A great idea to cement learning through interactive, and nuanced decision-making. References early on in the paper create a clear scaffold for the project. While it was difficult to understand the analysis of current courses, the problem was clearly defined ("independent learning can be improved by moving beyond self-report").

I would love to see more detail written about the analysis of AI safety courses in sections 1 and 2, and how you chose the important concepts for inclusion in your interactive materials. This would be useful for others to build on your work, and to aid understanding of the reader. For example, what was the method of your analysis, and what did your analysis show, for the sentence: "we analyzed learning patterns from AI safety education initiatives..." ? Some citations did not show strong relevance to the context in which they were cited (e.g. Li et al 2019 re: iterative learning).

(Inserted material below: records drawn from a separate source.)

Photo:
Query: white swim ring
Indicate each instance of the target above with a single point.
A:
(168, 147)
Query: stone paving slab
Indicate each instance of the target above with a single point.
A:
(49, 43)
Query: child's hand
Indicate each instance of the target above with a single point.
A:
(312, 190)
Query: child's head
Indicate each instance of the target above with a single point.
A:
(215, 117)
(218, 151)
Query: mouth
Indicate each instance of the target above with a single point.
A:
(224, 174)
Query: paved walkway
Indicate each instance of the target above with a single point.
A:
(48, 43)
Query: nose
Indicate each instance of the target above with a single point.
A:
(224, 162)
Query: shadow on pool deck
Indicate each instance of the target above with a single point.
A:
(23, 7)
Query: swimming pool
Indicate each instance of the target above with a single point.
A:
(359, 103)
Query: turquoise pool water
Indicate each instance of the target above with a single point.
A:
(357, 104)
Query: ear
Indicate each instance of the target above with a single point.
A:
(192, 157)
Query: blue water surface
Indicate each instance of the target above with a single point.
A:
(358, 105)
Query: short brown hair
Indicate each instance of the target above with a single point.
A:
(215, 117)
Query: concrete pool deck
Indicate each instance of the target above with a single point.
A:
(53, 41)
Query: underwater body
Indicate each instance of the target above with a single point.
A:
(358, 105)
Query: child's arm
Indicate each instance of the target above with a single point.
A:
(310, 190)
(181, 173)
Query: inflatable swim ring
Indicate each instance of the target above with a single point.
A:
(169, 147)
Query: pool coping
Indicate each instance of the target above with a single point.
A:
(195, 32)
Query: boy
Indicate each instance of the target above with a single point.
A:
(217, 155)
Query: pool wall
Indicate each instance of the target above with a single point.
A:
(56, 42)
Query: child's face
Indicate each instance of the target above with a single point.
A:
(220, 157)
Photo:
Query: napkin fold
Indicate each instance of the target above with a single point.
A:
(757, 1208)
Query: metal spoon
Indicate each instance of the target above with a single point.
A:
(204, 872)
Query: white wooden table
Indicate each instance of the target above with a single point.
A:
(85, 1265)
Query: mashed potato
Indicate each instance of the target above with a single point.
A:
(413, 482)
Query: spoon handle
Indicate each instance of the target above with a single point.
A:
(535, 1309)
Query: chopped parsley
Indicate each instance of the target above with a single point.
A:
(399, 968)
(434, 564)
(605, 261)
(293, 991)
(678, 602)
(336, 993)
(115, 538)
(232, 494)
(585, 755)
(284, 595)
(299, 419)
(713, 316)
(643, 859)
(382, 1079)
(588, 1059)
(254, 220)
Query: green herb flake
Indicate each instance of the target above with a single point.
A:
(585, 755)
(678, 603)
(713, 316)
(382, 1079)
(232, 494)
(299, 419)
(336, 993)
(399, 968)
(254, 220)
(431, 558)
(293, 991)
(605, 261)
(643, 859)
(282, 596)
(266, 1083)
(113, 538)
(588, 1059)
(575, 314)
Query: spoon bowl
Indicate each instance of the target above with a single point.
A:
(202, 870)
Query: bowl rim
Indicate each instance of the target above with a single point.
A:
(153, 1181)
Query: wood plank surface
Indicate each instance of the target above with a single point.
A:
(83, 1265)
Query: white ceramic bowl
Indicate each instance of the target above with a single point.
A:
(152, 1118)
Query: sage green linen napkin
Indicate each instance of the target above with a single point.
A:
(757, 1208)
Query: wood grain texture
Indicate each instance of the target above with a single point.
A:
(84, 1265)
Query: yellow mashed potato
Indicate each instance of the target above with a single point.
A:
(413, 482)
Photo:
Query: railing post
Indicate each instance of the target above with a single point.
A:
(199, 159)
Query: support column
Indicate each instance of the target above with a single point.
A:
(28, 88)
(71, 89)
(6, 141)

The AI mentor was a good idea, and I wonder how it could be extended to provide support and feedback that truly leverages the opportunity of an LLM chatbot; the demonstration seemed to follow a scripted conversation, with limited insight beyond the materials already available to the learner.

It was good to see a preliminary evaluation of the project, though analysis on the breadth and depth of content covered, and access to the course materials for deeper evaluation, would be useful to aid understanding of the technical quality.

Li-Lian Ang

Nice work on the effort put into this project! FYI I don't have access to the course, so could only rely on the demo video.

Here are some things I thought were particularly good:

- I admire the breadth approach in incorporating lots of different mediums for users to learn through, it shows a lot of creativity.

- Nice touch with making sure it is accessible!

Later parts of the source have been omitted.